Top U.S. health officials this week provided further details on the nation's "coordinated public health response" to the China-linked coronavirus that's killed more than 100 people and sickened thousands of others worldwide.


During a Tuesday news conference which included U.S. Health Secretary Alex Azar, Centers for Disease Control and Prevention (CDC) Director Robert Redfield, National Center for Immunization and Respiratory Disease (NCIRD) Director Nancy Messonnier, and National Institute of Allergy and Infectious Diseases (NIAID) Director Anthony Fauci, officials said the outbreak is a "potentially very serious public health threat" in the U.S., but the current risk to Americans remains low. To date, there are five confirmed cases of the novel virus in the U.S.

Azar said the U.S. has made repeated offers to send a team of CDC officials to China to help with the outbreak response.
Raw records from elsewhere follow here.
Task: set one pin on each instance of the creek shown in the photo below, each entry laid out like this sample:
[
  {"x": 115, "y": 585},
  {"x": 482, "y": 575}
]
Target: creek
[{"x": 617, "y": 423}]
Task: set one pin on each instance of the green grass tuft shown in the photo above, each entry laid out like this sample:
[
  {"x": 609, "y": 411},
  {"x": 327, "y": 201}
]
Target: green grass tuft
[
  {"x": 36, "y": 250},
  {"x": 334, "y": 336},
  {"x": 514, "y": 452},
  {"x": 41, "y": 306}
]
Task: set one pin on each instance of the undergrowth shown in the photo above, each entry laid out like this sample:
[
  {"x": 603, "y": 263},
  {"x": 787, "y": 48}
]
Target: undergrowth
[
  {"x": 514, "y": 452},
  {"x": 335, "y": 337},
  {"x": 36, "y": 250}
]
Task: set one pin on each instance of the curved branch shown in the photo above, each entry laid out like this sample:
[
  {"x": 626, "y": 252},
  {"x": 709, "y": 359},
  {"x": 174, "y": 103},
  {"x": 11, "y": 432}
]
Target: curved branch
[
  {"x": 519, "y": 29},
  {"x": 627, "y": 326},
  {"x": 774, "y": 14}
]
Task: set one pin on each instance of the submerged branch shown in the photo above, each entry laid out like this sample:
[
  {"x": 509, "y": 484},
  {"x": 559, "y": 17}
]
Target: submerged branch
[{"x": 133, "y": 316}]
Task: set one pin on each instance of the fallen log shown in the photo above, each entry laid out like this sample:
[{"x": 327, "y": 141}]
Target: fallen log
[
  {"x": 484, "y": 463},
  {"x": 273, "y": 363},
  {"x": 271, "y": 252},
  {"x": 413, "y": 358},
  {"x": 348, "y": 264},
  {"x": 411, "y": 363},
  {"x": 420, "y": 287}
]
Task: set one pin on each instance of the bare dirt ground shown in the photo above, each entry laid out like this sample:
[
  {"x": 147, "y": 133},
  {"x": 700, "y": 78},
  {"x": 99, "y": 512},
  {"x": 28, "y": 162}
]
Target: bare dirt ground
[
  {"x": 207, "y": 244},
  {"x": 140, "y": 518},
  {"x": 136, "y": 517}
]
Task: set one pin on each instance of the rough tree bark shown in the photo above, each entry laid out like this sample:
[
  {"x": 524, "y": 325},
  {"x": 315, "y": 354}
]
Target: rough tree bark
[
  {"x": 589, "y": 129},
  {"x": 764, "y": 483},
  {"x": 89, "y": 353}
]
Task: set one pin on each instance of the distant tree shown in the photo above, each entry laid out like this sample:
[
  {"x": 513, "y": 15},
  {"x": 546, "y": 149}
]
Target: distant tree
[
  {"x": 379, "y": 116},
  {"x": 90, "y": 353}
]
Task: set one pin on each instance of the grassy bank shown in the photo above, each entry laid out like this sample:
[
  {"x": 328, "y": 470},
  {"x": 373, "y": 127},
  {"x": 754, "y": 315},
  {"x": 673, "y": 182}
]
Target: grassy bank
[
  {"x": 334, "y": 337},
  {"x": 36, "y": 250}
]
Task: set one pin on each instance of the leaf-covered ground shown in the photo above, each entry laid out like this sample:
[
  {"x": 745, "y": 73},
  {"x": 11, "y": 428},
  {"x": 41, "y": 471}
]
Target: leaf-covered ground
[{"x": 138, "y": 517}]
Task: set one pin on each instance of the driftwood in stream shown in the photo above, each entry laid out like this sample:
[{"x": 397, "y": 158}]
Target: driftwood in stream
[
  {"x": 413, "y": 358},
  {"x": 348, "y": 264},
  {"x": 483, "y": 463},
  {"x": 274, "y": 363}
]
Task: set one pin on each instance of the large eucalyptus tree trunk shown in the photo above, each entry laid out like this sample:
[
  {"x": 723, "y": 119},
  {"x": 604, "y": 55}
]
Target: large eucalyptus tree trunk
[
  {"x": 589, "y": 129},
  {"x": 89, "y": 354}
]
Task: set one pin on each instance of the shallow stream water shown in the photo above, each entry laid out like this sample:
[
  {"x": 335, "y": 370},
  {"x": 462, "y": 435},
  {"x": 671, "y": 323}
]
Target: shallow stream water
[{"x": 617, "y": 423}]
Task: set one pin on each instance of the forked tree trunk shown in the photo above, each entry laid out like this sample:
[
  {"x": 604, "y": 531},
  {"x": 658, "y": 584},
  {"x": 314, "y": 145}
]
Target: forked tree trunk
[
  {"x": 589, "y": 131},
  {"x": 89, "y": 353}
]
The offer was first made on Jan. 6, he said, adding U.S. officials have continued to urge more transparency from the country as the disease spreads.

"This is a major public health issue, and we need the best public health people in the world right now [to respond]," he said.

However, Azar noted that China's overall response has been significantly better when compared to their response during the deadly outbreak of Severe Acute Respiratory Syndrome (SARS) in 2002-2003. At the time, China was accused of covering up the outbreak, which was not announced to the public until about five months after it began, according to The New York Times.

In recent weeks, Chinese government officials have said they've learned from "past mistakes" —  top officials have reportedly warned lower-level officials to not cover up the spread of the new coronavirus, which has been linked to an animal and seafood market in the city of Wuhan and is now said to be transmissible between humans.


During the press conference, Azar also noted that the country quickly made the virus's genetic sequence available to scientists, ultimately leading the CDC to create a rapid diagnostic test in a week's time.

The health secretary's remarks on transparency came just as the World Health Organization (WHO) announced that China has agreed to allow international experts into the country "as soon as possible" to help with the outbreak. It's not yet clear if these experts will include CDC officials.

“Stopping the spread of this virus both in China and globally is WHO’s highest priority,” WHO Director-General Dr.Tedros Adhanom Ghebreyesu said in a statement. “We appreciate the seriousness with which China is taking this outbreak, especially the commitment from top leadership, and the transparency they have demonstrated, including sharing data and genetic sequence of the virus. WHO is working closely with the government on measures to understand the virus and limit transmission. WHO will keep working side-by-side with China and all other countries to protect health and keep people safe.”

Meanwhile, the CDC on Tuesday updated its China travel recommendations to level 3, its highest alert. The U.S. Food and Drug Administration (FDA) also released its new website for novel coronavirus, also known as 2019-nCoV.